つい今まで私をからかっていたとは思えない表情に、どきりと心臓が跳ねた。

ほんとズルいよ、先輩……。


「……すぐそこですよ? 大丈夫ですって」

「家に帰って、鍵を掛けるまでが飲み会です! って習わなかったか?」

「……。習いました。紀村大先生に、今っ」

「テストに出るからな!」

「はーいっ」

「よろしい! くくくっ」


私たちは顔を合わせて笑い合った。


「じゃ、ほんと、部屋に入るまで気ぃ抜くなよ」

「はいっ、ありがとうございます。先輩も気を付けて、ちゃんとおうちに帰ってくださいね」

「ん。ありがと。ほら、入れ入れ」

「はい。おやすみなさい」

「おやすみ」


「おやすみ」と言い合う照れ臭さとほっこりとしたあたたかい気持ちを感じながら、私は先輩と別れた。

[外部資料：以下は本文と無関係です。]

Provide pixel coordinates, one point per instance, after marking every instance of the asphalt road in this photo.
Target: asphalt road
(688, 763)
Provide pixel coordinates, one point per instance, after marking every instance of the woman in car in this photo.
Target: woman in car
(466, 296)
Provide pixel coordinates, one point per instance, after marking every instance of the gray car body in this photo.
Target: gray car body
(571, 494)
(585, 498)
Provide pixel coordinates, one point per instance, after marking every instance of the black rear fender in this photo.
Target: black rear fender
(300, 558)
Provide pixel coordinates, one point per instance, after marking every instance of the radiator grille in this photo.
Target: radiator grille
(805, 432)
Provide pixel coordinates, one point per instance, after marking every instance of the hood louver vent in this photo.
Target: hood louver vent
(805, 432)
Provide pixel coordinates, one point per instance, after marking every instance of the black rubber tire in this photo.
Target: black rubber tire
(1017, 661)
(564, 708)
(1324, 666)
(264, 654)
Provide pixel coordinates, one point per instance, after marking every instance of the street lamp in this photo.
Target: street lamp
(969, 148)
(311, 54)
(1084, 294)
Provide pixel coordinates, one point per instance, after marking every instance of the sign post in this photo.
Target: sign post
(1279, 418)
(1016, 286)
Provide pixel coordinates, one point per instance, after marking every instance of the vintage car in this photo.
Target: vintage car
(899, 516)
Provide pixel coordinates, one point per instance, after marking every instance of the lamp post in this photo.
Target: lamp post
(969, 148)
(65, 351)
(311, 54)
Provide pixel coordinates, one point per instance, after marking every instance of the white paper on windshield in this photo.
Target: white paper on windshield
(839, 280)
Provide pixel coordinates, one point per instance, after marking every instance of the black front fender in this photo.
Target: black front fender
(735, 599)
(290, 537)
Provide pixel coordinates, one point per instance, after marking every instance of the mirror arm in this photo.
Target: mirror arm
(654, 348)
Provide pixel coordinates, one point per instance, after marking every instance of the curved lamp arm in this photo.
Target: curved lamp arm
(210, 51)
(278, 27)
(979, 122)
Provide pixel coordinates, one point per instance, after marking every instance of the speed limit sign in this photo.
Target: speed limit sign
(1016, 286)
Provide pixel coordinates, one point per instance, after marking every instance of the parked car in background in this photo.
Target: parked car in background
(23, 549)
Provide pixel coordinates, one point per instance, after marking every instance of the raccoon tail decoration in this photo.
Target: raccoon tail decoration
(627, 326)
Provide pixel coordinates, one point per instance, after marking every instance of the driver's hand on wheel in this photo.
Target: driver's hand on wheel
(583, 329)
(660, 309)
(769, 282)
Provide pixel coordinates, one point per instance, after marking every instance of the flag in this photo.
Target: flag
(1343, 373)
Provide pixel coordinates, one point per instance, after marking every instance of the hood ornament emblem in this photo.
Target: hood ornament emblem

マンションのエントランスに入る直前に外を見ると、まだ先輩はいてくれて。

手を振ってくれたので私もそれに応え、後ろ髪を引かれながらマンションの中に入る。

エレベーターを待ちながら、先輩の笑顔や優しさを思い出すと胸がきゅっと締め付けられて、何故かわからないけど涙が出そうになった。

……好きな人を想って涙を流すあのマンガの主人公の気持ちが、少しだけわかった気がした。



先輩に出逢ってやっと丸1日が経つ頃。

私は紀村先輩に、恋に落ちていた。